Но есть у искусства и другие задачи, необыкновенно важные для всякого отца. Просто отца. Просто воспитателя.
Об этом стоит поговорить особо.
Речь идет о нравственной и гражданской функциях искусства. Но, пожалуй, это уже и не функции — это суть подлинно прекрасного, его смысл, его цель...
ГЛАВА ВТОРАЯ
РАЗМИНУЛИСЬ...
Я так и не отдала Анатолию Владимировичу папку с вырезками, цитатами и собственными заметками. И не только потому, что не было случая это сделать. Просто начав размышлять над проблемой искусство — родители — дети, решила вынести на более широкое обсуждение листки из папки.
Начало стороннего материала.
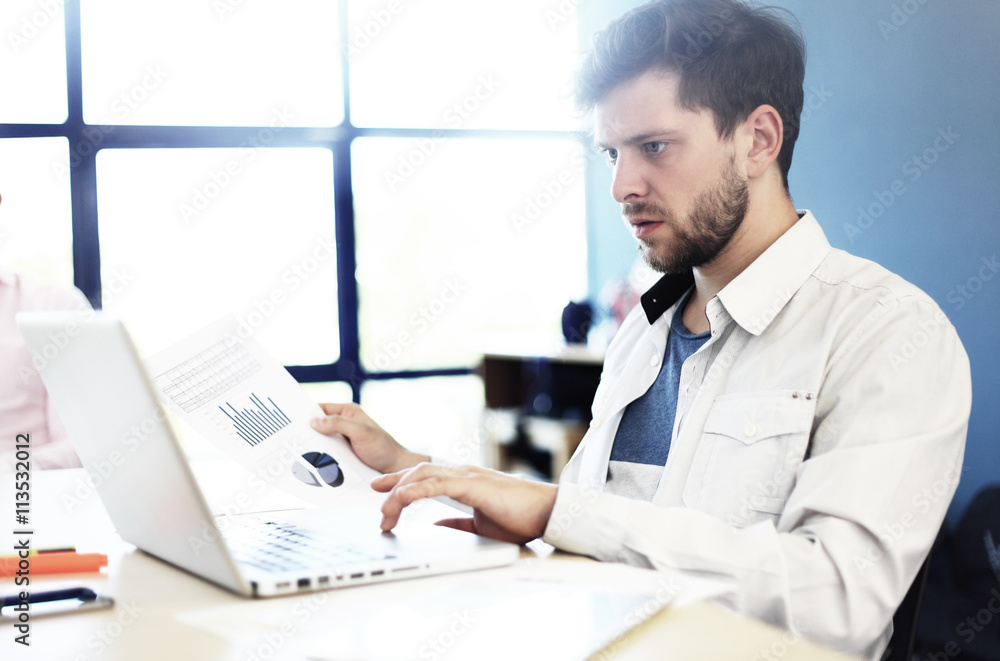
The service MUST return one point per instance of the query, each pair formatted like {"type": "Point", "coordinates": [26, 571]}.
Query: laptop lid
{"type": "Point", "coordinates": [94, 375]}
И не только их.
Ведь перекос в сторону сухого, последовательного рационализма не столь уж типичен, а главное, не он один ведет к родительским ошибкам.
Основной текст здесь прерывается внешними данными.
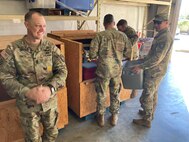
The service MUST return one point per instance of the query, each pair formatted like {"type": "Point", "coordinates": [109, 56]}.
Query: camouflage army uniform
{"type": "Point", "coordinates": [155, 66]}
{"type": "Point", "coordinates": [21, 69]}
{"type": "Point", "coordinates": [109, 46]}
{"type": "Point", "coordinates": [133, 38]}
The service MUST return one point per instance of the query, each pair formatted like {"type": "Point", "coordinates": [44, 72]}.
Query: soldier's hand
{"type": "Point", "coordinates": [44, 94]}
{"type": "Point", "coordinates": [136, 69]}
{"type": "Point", "coordinates": [31, 94]}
Роль искусства в воспитании ребенка преуменьшается сегодня редко. Гораздо чаще родители стремятся приобщить детей к прекрасному. Стараются истово. Не препятствуют встрече ребенка с книгой, кинофильмом, театральным спектаклем. И надеются, вполне законно, сделать с помощью искусства свое чадо умнее, добрее, словом, лучше. Но не всегда им это удается.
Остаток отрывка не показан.